There are no standards or requirements for documentation tools -- DevOps teams can use anything from Microsoft Word to wikis to create suitable documents for a new build. However, some commonly used tools can accelerate and automate parts of the documentation process:

  • Apiary (API development and documentation)
  • APIMatic (API documentation)
  • ReadMe (API documentation)
  • Stoplight (API design and documentation)
  • SwaggerHub (API design and documentation)
  • ProProfs (knowledge base)
  • Tettra (knowledge base)
  • KnowAll (WordPress knowledge base theme)
  • Document360 (self-service knowledge base)
  • iA Writer (text editor and knowledge base)
  • Dropbox Paper (wiki)
  • Bit.ai (document collaboration platform)
  • Nuclino (collaboration and documentation platform)
  • Whatfix (walk-through and guide creator)
  • Typora (Markdown editor)
  • SimpleMDE (Markdown editor)
  • MarkdownPad (Markdown editor)
  • ClickHelp (software documentation)
  • Doxygen (code documentation generator)
  • Sphinx (code documentation generator)
  • GitHub Pages (website generator)
  • Read the Docs (software documentation)

Managing DevOps documentation

Documentation has a shelf life -- it demands regular attention and management from help and service desk teams. The collaboration efforts common to DevOps often include help and service desk teams that can offer insights into the availability and quality of existing documentation.
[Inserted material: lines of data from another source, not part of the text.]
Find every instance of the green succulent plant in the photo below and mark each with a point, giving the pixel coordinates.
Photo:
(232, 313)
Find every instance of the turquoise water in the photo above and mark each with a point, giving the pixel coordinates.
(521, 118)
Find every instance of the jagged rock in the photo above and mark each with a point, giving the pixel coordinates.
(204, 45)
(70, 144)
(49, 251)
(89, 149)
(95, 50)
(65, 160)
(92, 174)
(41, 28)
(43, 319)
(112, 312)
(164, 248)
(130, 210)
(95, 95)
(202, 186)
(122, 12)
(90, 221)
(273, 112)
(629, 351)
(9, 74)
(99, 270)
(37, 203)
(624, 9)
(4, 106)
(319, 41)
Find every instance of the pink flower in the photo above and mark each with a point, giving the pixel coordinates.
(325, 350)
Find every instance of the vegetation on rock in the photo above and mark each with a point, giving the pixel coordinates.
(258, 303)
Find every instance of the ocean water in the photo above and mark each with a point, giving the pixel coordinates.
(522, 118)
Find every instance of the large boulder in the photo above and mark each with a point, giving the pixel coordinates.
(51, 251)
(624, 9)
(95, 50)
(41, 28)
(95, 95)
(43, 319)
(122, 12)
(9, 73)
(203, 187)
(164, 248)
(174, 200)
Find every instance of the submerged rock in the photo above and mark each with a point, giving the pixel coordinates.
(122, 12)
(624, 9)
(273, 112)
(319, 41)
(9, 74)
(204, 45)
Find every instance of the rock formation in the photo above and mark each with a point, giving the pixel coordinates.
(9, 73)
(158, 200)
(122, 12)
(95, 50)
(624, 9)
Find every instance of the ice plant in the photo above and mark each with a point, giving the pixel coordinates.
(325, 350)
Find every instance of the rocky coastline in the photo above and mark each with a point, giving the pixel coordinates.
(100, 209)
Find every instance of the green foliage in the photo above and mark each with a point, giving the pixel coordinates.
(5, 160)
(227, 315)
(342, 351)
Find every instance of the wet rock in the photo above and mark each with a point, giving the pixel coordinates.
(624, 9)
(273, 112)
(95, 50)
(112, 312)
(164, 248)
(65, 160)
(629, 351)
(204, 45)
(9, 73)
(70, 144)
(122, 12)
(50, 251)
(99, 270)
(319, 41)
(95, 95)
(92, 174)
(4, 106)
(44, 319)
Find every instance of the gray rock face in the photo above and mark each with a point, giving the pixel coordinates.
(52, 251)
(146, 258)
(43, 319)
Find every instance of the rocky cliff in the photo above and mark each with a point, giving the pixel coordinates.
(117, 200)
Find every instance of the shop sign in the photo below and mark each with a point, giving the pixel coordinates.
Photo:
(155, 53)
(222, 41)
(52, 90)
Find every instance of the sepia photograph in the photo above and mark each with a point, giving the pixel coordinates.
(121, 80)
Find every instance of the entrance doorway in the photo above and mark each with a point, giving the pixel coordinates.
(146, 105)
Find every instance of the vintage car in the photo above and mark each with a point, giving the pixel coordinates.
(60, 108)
Documentation management efforts could include the following:

  • Formalize the documentation and knowledge management processes. This can include setting standards for document structure and content, and regularly reviewing documentation to ensure its timeliness and accuracy.
  • Make documentation searchable. It's easier to find relevant documents on documentation platforms that filter results by tags, labels, types, keywords or other criteria. Adding creation dates or other time-related designations can expedite the process of checking whether documentation is up to date.
  • Gather user feedback. Grading documentation with a user rating system helps organizations identify and prioritize the most relevant and helpful documents -- and deprioritize those that are less meaningful to users.

Documentation lifecycles are notoriously short in busy DevOps environments. This is especially true early in product development, when software changes and additions arrive rapidly -- sometimes daily. But software product adoption can hinge on solid documentation, which makes it essential for DevOps teams to create accurate, complete and up-to-date documentation.